"Hi, ka, lowongan kerja di German hair beauty salon ada nggak ka?" Sebuah pesan dari seorang gadis dari Indonesia terkirim di message Instagram saya.
"Pasti banyak tapi kann gajinya dikit ..." Temen-temen saya yang kerja di salon seringkali mengeluh. Meskipun mereka menyukai kerjaan membuat orang cantik atau ganteng, tapi hidupnya nggak bahagia karena duitnya nggak nyampe buat hidup. Empatratus euroan sebulan atau 5 jutaan rupiah nyampe mana di Jerman? Meskipun anak-anak mendapat sokongan dari pemda, tetap saja, kurang. Hidup nggak hanya cukup makan bahagia.
"Och yaaa, dikit yaa." Untuk ukuran orang Indonesia, uang segitu banyak tapi kalau digunakan di Jerman, sangat kurang.
"Iya kira-kira 400 euro atau 5 jutaan sebulan. Sedang gaji yang bisa untuk hidup itu 1500-2000 euroan, kalau sendiri. Biasanya da program Ausbildung atau kerja sambil sekolah 3 tahun, gajinya segitu. Bisa untuk hidup (sandang, pangan, papan dan jalan-jalan). Jurusannya perawat, guru TK, marketing, tekniker .... Kamu usia berapa? Tahu aku dari siapa?" Saran untuk kerja sambil kuliah yang sangat banyak ditemukan di Jerman, saya beritahukan padanya. Masing-masing pemda selalu mencari bibit-bibit baru untuk dididik tiap tahunnya.

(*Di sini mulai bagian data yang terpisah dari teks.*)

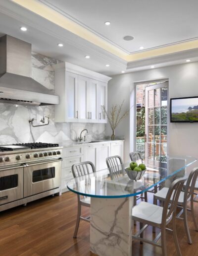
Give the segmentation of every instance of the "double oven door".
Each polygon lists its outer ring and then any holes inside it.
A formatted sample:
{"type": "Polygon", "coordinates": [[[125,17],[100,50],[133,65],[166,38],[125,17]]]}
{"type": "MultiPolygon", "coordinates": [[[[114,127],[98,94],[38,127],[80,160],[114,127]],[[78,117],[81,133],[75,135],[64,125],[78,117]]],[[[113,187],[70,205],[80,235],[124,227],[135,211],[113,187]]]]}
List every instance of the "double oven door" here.
{"type": "Polygon", "coordinates": [[[61,159],[0,168],[0,205],[60,188],[61,159]]]}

"Och mau dong persyaratan gimana tu beb, aku sering liat dirimu story sama mbak Christ. Umurku 36 beb heheh tapi kelihatan 26. Hehehe." Si gadis pasti tertarik dengan ide saya untuk mengembangkan diri. Usia bukan masalah. Lah wong saya usia di atas 40 tahun saja masih mau dan semangat, kok. Tetangga saya 50 tahun juga Ausbildung, kerja sambil sekolah (lagi). Mumpung dapat gaji. Apalagi yang muda-muda, ngiler. Iya, kan.
"Coba baca bukuku ya, yang ini." Satu gambar cover buku terakhir saya yang terbit November 2019 saya bagi. Isinya tentang bagaimana cara merantau ke Jerman dengan berbagai program, mulai dari Au Pair yang hanya butuh ijazah Jerman A1 sampai kuliah dengan C1 atau C2. Lengkap-kap dan asli dari sumbernya.
***
Buku yang saya maksud itu memang sudah lama saya persiapkan, begitu tahu saya banyak dikelilingi teman-teman Indonesia yang luar biasa dan berpengalaman merantau. Sayang banget kalau nggak diabadikan. Kebanyakan dari mereka nggak nulis, ada sih beberapa yang youtuban tapi makan kuota kan kalo setiap saat harus mantengin. Ditambah matanya jadi lelah dari layar. Lagian menurut saya, memegang buku akan semakin kusyuk dalam mendalami isi. Bisa dibuka kapan saja, dibawa ke mana saja, nggak perlu dicharge. Dan kesannya kalau orang baca buku sama pegang HP beda, deh. Sama-sama menunduk tapi imagenya lain.
Menulis buku juga salah satu "Gehirn Jogging" atau olah raga otak. Maklum, orang tempatnya lupa, kartu memorinya terbatas. Dengan menulis, otak saya ada exercise, latihan yang akan membuatnya fit sampai tua.
Selain itu menulis buku jadi menambah koleksi buku saya, buku juga bisa menginspirasi banyak orang. Kalau saya mati, buku itu masih ada, paling nggak bagi yang sudah membacanya. Siapa yang menulis tidak akan musnah ditelan zaman. Ada jejak di sana yang bisa dirunut.
Yang paling penting, dengan menulis buku, saya nggak perlu repot lagi menjawab pertanyaan-pertanyaan yang diperlukan. Semua sudah tertulis di sana. Si gadis di atas bukan satu-satunya orang yang bertanya tentang seluk-beluk "berjuang" di Jerman. Jadi anak rantau apalagi di luar negeri itu, menurut saya harus banyak mengalami penderitaan, kesulitan dan rintangan terlebih dahulu yang pada akhirnya akan membawa kesuksesan jika tekun, rajin, disiplin dan semangat. Semua rahasia, lika-liku dan uneg-uneg ada dalam buku. Sudah baca buku ini, belum?
Yup. Si gadis dan siapapun yang membutuhkan informasi, bimbingan, dapat mengambil manfaat dari buku yang saya tulis. Jika buku itu nggak best seller, pasti ada kesedihan di hati ini tetapi akan kembali berseri jika tahu, ada hikmah di sana yang nggak hanya untuk saya saja selaku penulisnya. Buku itu bisa bermanfaat bagi yang membutuhkan informasi tersebut dan membawa kesuksesan di masa mendatang.